🤖 AI Summary
This study addresses the neglect of cultural differences in facial muscle activation patterns and their impact on recognition performance in existing dynamic facial expression recognition systems, as well as the absence of large-scale multicultural benchmark datasets. To bridge this gap, the authors introduce GCC-FER, the first large-scale cross-cultural dynamic facial expression dataset encompassing African, Caucasian, East Asian, and South Asian demographic groups, along with a culturally aware CA-FER system. The dataset is constructed through psychology-informed video collection and ethnicity-based filtering, while CA-FER incorporates a behavior-driven cultural prior mechanism to adaptively calibrate facial representations and mitigate cultural bias. Experiments demonstrate that CA-FER significantly improves recognition accuracy and robustness across multicultural scenarios on both GCC-FER and DFEW benchmarks.
📝 Abstract
Dynamic Facial Expression Recognition (DFER) is a key enabling technology in affective computing, human-computer interaction, and intelligent multimedia systems. Despite the significant influence of cultural nuances on FER performance, most existing FER systems assume that emotional expressions are universally consistent across populations. This variation can be attributed to systematic differences in facial muscle activation patterns across cultures. A major challenge in advancing cross-cultural FER lies in the scarcity of culturally diverse benchmark datasets. To address this, a new hybrid multicultural video dataset termed Global Cross-Cultural Facial Expression Recognition (GCC-FER) is introduced.
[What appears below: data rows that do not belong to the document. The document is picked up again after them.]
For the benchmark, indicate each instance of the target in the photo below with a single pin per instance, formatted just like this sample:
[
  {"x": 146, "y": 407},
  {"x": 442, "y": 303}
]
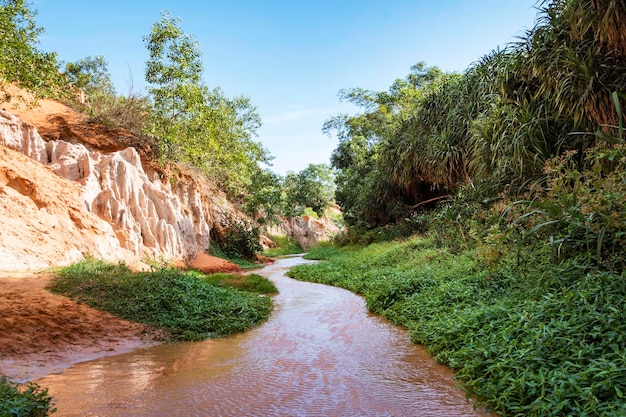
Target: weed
[
  {"x": 182, "y": 303},
  {"x": 29, "y": 401}
]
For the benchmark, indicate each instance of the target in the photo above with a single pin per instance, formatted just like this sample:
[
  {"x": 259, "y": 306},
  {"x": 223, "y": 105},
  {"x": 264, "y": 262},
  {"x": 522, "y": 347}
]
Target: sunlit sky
[{"x": 291, "y": 57}]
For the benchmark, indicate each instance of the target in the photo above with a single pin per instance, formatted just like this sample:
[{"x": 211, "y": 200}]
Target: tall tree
[
  {"x": 20, "y": 60},
  {"x": 193, "y": 123}
]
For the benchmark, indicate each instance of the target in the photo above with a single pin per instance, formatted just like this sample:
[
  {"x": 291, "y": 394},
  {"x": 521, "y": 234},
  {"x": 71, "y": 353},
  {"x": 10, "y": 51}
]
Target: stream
[{"x": 320, "y": 354}]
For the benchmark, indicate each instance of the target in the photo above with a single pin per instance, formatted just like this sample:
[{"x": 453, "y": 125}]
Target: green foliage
[
  {"x": 583, "y": 213},
  {"x": 182, "y": 303},
  {"x": 20, "y": 60},
  {"x": 284, "y": 246},
  {"x": 313, "y": 188},
  {"x": 239, "y": 239},
  {"x": 30, "y": 401},
  {"x": 194, "y": 124},
  {"x": 265, "y": 197},
  {"x": 250, "y": 282},
  {"x": 540, "y": 340}
]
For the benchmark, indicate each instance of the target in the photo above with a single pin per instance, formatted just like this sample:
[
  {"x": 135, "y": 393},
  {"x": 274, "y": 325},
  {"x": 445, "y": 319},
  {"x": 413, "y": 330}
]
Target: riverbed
[{"x": 320, "y": 354}]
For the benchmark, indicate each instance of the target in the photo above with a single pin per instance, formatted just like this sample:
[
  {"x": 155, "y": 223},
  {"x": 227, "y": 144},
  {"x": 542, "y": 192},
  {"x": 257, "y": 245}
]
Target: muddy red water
[{"x": 320, "y": 354}]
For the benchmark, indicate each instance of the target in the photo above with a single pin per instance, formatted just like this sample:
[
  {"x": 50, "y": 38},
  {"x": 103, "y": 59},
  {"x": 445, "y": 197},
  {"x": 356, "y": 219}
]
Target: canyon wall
[{"x": 98, "y": 203}]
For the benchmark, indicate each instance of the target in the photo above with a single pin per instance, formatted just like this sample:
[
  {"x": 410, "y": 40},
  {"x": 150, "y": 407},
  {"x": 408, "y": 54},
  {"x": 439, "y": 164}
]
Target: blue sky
[{"x": 290, "y": 57}]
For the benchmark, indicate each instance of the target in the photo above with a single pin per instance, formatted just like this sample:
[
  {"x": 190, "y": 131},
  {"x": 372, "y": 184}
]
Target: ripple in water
[{"x": 320, "y": 354}]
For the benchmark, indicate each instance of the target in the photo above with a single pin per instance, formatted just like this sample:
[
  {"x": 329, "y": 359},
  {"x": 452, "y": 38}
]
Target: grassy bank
[
  {"x": 528, "y": 340},
  {"x": 28, "y": 401},
  {"x": 188, "y": 305}
]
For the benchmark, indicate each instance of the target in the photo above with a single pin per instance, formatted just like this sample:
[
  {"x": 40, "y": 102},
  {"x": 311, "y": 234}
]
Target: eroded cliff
[{"x": 100, "y": 203}]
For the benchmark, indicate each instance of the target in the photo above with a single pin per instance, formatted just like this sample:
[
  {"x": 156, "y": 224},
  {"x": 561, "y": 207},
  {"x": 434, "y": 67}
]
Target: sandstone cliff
[
  {"x": 69, "y": 188},
  {"x": 102, "y": 203}
]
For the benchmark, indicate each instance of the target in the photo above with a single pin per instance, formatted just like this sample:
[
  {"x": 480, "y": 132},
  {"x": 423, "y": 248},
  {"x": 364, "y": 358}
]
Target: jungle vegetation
[
  {"x": 506, "y": 185},
  {"x": 178, "y": 120}
]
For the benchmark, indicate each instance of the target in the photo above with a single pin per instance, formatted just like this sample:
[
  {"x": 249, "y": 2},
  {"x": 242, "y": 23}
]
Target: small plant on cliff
[
  {"x": 20, "y": 60},
  {"x": 31, "y": 401},
  {"x": 240, "y": 239}
]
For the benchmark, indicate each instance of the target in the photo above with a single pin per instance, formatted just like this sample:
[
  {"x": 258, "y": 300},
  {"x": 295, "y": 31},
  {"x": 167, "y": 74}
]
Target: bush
[
  {"x": 240, "y": 239},
  {"x": 543, "y": 340},
  {"x": 32, "y": 401},
  {"x": 182, "y": 303}
]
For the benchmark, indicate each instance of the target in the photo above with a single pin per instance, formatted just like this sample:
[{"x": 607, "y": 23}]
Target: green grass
[
  {"x": 540, "y": 340},
  {"x": 285, "y": 246},
  {"x": 250, "y": 282},
  {"x": 28, "y": 401},
  {"x": 242, "y": 262},
  {"x": 183, "y": 303}
]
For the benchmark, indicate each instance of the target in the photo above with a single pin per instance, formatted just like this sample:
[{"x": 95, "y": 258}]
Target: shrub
[
  {"x": 182, "y": 303},
  {"x": 240, "y": 239},
  {"x": 32, "y": 401}
]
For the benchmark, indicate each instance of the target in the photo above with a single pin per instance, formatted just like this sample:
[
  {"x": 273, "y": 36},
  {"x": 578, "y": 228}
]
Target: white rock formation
[{"x": 149, "y": 216}]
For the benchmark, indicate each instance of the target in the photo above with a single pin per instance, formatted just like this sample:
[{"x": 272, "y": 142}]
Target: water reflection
[{"x": 320, "y": 354}]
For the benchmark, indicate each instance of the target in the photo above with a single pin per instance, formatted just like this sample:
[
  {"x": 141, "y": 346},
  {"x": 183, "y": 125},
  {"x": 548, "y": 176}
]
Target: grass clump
[
  {"x": 244, "y": 263},
  {"x": 30, "y": 401},
  {"x": 284, "y": 246},
  {"x": 183, "y": 303},
  {"x": 251, "y": 282},
  {"x": 541, "y": 339}
]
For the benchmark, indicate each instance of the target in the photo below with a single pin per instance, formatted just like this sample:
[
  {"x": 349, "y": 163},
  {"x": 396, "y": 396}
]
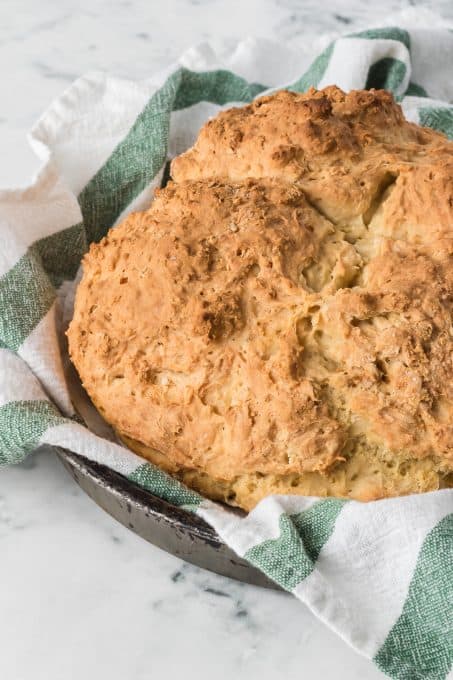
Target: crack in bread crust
[{"x": 280, "y": 319}]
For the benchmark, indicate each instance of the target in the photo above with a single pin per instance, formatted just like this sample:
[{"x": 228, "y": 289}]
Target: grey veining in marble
[{"x": 81, "y": 597}]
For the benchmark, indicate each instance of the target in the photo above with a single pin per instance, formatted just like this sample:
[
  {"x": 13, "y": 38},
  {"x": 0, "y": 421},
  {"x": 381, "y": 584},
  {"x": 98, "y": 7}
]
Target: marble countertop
[{"x": 81, "y": 596}]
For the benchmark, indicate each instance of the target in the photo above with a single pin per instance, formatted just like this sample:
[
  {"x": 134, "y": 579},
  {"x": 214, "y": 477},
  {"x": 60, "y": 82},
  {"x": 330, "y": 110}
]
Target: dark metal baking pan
[{"x": 173, "y": 529}]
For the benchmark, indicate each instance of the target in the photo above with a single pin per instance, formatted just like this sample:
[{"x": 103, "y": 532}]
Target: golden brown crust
[{"x": 280, "y": 319}]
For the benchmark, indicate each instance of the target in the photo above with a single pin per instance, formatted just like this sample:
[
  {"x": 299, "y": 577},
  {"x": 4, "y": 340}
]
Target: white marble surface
[{"x": 81, "y": 596}]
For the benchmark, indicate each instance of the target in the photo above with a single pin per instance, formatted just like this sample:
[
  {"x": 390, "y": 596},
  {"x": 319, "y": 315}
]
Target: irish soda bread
[{"x": 280, "y": 319}]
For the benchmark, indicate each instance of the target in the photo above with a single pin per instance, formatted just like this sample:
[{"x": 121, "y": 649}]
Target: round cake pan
[{"x": 177, "y": 531}]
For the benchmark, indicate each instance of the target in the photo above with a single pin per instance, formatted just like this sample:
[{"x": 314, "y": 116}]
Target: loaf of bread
[{"x": 280, "y": 319}]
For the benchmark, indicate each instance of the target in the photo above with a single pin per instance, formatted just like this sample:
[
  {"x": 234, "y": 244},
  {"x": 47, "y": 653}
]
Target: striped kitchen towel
[{"x": 380, "y": 574}]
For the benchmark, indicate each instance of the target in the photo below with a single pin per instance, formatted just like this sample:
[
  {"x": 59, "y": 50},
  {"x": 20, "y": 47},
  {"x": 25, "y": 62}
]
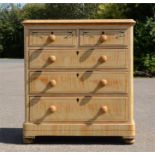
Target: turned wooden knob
[
  {"x": 103, "y": 37},
  {"x": 53, "y": 108},
  {"x": 52, "y": 37},
  {"x": 52, "y": 58},
  {"x": 53, "y": 83},
  {"x": 104, "y": 109},
  {"x": 103, "y": 58},
  {"x": 104, "y": 82}
]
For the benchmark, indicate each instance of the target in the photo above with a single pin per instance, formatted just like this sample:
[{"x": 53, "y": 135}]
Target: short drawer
[
  {"x": 89, "y": 58},
  {"x": 78, "y": 82},
  {"x": 83, "y": 109},
  {"x": 44, "y": 38},
  {"x": 103, "y": 37}
]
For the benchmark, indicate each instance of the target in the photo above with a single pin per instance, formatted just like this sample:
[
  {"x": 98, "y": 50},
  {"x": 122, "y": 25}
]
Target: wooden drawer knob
[
  {"x": 52, "y": 37},
  {"x": 104, "y": 109},
  {"x": 103, "y": 38},
  {"x": 103, "y": 58},
  {"x": 52, "y": 58},
  {"x": 53, "y": 108},
  {"x": 53, "y": 83},
  {"x": 104, "y": 82}
]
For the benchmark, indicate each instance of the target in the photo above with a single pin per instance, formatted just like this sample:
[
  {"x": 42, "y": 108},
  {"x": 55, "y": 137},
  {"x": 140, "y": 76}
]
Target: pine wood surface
[{"x": 88, "y": 64}]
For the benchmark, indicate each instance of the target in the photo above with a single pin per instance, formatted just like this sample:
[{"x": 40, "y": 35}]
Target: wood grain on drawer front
[
  {"x": 84, "y": 109},
  {"x": 89, "y": 58},
  {"x": 78, "y": 82},
  {"x": 43, "y": 38},
  {"x": 93, "y": 37}
]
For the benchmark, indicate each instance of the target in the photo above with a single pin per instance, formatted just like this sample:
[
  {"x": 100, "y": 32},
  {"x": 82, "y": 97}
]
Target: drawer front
[
  {"x": 84, "y": 109},
  {"x": 78, "y": 82},
  {"x": 51, "y": 37},
  {"x": 103, "y": 37},
  {"x": 90, "y": 58}
]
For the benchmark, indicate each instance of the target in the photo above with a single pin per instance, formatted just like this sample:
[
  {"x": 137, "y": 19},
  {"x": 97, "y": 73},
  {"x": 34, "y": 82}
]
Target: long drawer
[
  {"x": 83, "y": 109},
  {"x": 89, "y": 58},
  {"x": 78, "y": 82}
]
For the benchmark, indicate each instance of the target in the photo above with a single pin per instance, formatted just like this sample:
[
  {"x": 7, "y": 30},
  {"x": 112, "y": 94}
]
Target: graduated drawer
[
  {"x": 44, "y": 38},
  {"x": 89, "y": 58},
  {"x": 84, "y": 109},
  {"x": 103, "y": 37},
  {"x": 78, "y": 82}
]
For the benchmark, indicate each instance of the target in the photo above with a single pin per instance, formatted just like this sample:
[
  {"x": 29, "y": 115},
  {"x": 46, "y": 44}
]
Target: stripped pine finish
[{"x": 78, "y": 78}]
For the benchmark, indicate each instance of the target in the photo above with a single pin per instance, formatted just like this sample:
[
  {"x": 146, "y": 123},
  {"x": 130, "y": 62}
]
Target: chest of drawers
[{"x": 78, "y": 78}]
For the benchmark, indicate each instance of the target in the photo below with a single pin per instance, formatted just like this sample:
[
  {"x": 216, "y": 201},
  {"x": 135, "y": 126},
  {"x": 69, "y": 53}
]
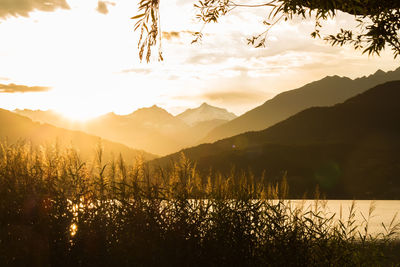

GCC-FER comprises 23,934 video samples spanning four cultural groups (African, Caucasian, East Asian, and South Asian) across seven basic expressions, combining psychologically supervised in-house data collection for underrepresented populations with rigorous ethnicity filtering of existing sources. To the best of our knowledge, GCC-FER is the first large-scale global cross-cultural DFER dataset designed to address these demographic gaps. Leveraging this dataset, behaviorally grounded cultural priors are derived for each cultural group and a global prior for practical deployment. A Culture-Aware FER (CA-FER) system is proposed to mitigate cultural bias by adaptively recalibrating latent facial representations. Extensive experiments on GCC-FER and DFEW demonstrate that the proposed system consistently improves FER performance across multicultural settings.